Refactor (behavior-preserving): extract resolveSlurmNodeName(pod) as the single source of truth for the label/hostname resolution; both call sites now use it. Each caller keeps its own surrounding logic, so behavior is unchanged.

Fix: getClusterNodes previously mapped a Ready pod's Kubernetes node to an empty SLURM node name when the pod had neither the slurm.node.name label nor a hostname, leaving a node -> "" entry in the node map (which surfaced downstream as a bogus instance -> "" in the compute-instance mapping). It now skips such pods with a warning, mirroring the existing guard in listPartitionNodes. Keeping empty values out of the map at the source means all downstream consumers (compute-instance mapping, GPU-clique domains, node reconciliation) can rely on every mapped node having a real SLURM name.

Tests:

  • TestResolveSlurmNodeName: label precedence, present-but-empty label (returns "", no hostname fallback), hostname fallback, and the empty case.
  • TestGetClusterNodes: label mapping, hostname fallback, the empty-name skip (regression guard for the fix), and the not-Ready skip.

No user-facing behavior or configuration changes; scontrol-based discovery is unchanged.

Checklist

  • I am familiar with the Contributing Guidelines.
  • New or existing tests cover these changes.
  • The documentation is up to date with these changes.
  • All commits are signed off per DCO (git commit -s).

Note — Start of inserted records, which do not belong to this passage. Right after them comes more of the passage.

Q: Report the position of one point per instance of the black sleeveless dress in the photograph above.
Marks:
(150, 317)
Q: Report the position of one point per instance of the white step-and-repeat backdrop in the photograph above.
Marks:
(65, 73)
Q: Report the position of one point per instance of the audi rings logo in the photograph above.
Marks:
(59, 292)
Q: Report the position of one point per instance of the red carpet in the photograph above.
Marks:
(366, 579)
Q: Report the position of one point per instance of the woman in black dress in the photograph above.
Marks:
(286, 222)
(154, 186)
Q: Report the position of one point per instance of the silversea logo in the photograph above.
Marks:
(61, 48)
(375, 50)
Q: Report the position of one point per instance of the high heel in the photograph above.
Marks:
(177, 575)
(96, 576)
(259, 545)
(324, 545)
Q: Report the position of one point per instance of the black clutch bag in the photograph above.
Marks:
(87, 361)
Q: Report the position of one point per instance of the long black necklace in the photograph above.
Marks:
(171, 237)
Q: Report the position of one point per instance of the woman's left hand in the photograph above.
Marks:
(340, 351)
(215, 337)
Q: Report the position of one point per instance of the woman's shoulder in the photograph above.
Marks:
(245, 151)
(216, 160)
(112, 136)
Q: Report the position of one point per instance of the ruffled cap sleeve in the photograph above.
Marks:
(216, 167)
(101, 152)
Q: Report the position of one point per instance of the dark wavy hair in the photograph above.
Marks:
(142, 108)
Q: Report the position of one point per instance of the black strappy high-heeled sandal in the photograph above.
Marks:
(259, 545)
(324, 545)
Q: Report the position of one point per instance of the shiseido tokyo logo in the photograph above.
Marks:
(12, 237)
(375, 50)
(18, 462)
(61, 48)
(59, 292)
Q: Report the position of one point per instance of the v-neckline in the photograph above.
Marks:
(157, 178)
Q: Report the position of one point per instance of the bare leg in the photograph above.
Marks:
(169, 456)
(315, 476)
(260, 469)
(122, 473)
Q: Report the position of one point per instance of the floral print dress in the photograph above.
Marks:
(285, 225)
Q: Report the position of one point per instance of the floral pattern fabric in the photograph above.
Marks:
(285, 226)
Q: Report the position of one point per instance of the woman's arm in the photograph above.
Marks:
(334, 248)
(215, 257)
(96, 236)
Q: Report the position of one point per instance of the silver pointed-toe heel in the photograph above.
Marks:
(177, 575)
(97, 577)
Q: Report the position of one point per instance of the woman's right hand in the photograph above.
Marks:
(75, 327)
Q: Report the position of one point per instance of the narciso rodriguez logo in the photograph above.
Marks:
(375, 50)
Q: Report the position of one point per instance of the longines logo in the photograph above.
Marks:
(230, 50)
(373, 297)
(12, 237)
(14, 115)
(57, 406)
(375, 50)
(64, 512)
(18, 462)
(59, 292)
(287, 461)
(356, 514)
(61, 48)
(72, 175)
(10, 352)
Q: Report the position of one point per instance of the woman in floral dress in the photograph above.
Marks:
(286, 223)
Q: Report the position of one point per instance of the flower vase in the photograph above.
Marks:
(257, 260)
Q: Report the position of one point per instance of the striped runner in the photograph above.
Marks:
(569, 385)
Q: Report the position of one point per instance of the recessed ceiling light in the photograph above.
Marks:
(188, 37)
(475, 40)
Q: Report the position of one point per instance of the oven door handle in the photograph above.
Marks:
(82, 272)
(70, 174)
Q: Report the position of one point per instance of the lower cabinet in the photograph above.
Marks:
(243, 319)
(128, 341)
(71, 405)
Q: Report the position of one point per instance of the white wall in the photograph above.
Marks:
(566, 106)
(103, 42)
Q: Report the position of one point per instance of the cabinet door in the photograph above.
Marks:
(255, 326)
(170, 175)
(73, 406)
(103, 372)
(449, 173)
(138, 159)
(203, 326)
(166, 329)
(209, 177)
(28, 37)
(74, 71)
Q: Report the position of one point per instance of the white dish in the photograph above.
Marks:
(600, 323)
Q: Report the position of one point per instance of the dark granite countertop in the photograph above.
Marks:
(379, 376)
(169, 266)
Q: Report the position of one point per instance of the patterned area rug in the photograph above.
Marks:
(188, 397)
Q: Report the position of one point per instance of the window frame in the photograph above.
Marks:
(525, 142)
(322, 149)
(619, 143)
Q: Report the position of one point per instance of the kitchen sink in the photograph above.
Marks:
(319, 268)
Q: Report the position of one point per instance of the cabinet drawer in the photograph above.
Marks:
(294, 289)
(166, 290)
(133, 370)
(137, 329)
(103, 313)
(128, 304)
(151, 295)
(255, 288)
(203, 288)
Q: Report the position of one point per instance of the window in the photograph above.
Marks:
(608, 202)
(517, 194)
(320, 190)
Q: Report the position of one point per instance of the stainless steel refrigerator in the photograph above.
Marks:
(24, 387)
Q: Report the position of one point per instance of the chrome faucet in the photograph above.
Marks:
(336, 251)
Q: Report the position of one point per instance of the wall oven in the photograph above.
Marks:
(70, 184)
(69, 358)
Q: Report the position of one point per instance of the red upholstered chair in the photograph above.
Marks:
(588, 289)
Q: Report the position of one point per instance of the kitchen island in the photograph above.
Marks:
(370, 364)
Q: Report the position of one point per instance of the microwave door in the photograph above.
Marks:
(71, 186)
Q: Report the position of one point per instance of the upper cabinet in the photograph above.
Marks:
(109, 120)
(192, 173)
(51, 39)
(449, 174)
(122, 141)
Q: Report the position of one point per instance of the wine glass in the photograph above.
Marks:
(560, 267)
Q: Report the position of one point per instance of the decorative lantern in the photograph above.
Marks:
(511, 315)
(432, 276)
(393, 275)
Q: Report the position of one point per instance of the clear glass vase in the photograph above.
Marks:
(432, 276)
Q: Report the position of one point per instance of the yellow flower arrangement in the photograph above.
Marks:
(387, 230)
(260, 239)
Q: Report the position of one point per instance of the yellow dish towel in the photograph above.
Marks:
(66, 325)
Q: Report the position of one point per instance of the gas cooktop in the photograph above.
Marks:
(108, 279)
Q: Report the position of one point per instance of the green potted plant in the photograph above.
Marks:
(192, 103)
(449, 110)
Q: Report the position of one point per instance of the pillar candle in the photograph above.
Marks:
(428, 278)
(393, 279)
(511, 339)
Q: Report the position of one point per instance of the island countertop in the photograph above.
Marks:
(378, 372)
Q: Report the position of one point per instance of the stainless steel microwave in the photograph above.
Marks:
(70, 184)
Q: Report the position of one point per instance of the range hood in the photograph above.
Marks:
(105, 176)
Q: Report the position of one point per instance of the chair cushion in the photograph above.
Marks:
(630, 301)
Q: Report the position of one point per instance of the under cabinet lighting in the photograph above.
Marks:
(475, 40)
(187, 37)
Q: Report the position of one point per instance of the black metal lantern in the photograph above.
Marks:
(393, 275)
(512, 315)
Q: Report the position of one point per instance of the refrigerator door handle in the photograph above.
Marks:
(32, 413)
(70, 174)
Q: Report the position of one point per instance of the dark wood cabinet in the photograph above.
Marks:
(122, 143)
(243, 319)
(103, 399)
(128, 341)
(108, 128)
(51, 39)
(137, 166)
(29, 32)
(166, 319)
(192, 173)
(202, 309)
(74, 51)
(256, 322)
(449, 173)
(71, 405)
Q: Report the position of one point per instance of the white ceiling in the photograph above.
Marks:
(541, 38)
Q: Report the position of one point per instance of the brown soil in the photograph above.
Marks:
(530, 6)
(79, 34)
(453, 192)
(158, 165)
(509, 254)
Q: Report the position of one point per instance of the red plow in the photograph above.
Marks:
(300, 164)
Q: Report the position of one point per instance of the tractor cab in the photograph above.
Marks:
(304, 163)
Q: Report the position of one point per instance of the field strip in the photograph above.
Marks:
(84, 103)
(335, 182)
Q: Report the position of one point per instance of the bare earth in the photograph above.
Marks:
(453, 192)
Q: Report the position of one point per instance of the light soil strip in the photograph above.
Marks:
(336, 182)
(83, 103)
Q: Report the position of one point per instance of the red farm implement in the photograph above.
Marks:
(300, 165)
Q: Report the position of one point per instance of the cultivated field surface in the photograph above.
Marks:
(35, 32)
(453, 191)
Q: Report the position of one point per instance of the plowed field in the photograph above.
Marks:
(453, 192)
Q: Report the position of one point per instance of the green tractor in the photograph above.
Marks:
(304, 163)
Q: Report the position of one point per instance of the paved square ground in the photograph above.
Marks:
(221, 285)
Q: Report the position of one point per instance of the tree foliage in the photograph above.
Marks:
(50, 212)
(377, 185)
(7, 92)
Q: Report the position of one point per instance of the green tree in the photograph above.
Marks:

Consolidate the duplicated pod-to-SLURM-node-name resolution (the
slurm.node.name label with a fallback to pod.Spec.Hostname), previously
inlined in both getClusterNodes and listPartitionNodes, into a single
resolveSlurmNodeName helper.

Behavior-preserving: each caller keeps its own surrounding logic, so
listPartitionNodes still skips empty host names and getClusterNodes is
unchanged. Add a table-driven unit test covering label precedence, the
present-but-empty label semantic, hostname fallback, and the empty case.

Signed-off-by: Fagani Hajizada <fhajizada@nvidia.com>
@copy-pr-bot

copy-pr-bot Bot commented Jul 2, 2026

Copy link
Copy Markdown

This pull request requires additional validation before any workflows can run on NVIDIA's runners.

Pull request vetters can view their responsibilities here.

Contributors can view more details about this message here.

@greptile-apps

greptile-apps Bot commented Jul 2, 2026

Copy link
Copy Markdown
Contributor

Greptile Summary

This PR consolidates the duplicated slurm.node.name-label-then-hostname resolution logic into a single resolveSlurmNodeName helper and fixes a latent bug in getClusterNodes where a pod with no resolvable SLURM name would silently insert a k8s-node → "" entry into nodeMap, propagating a bogus empty instance downstream.

  • resolveSlurmNodeName is extracted as the canonical resolution function and called by both getClusterNodes and listPartitionNodes; the former now skips unresolvable pods with a warning, matching the guard that already existed in the latter.
  • TestResolveSlurmNodeName covers label precedence, present-but-empty label (no hostname fallback), hostname fallback, and the fully-empty case; TestGetClusterNodes adds an integration-level regression guard for the empty-name skip.

Confidence Score: 4/5

Safe to merge; the refactor is behavior-preserving at both call sites and the bug fix closes a real gap where empty SLURM names could propagate to compute-instance mapping.

The logic is straightforward and the new tests cover the primary cases. The only gap is that TestGetClusterNodes does not exercise the label-present-but-empty branch of resolveSlurmNodeName, leaving one skip condition untested at the integration level.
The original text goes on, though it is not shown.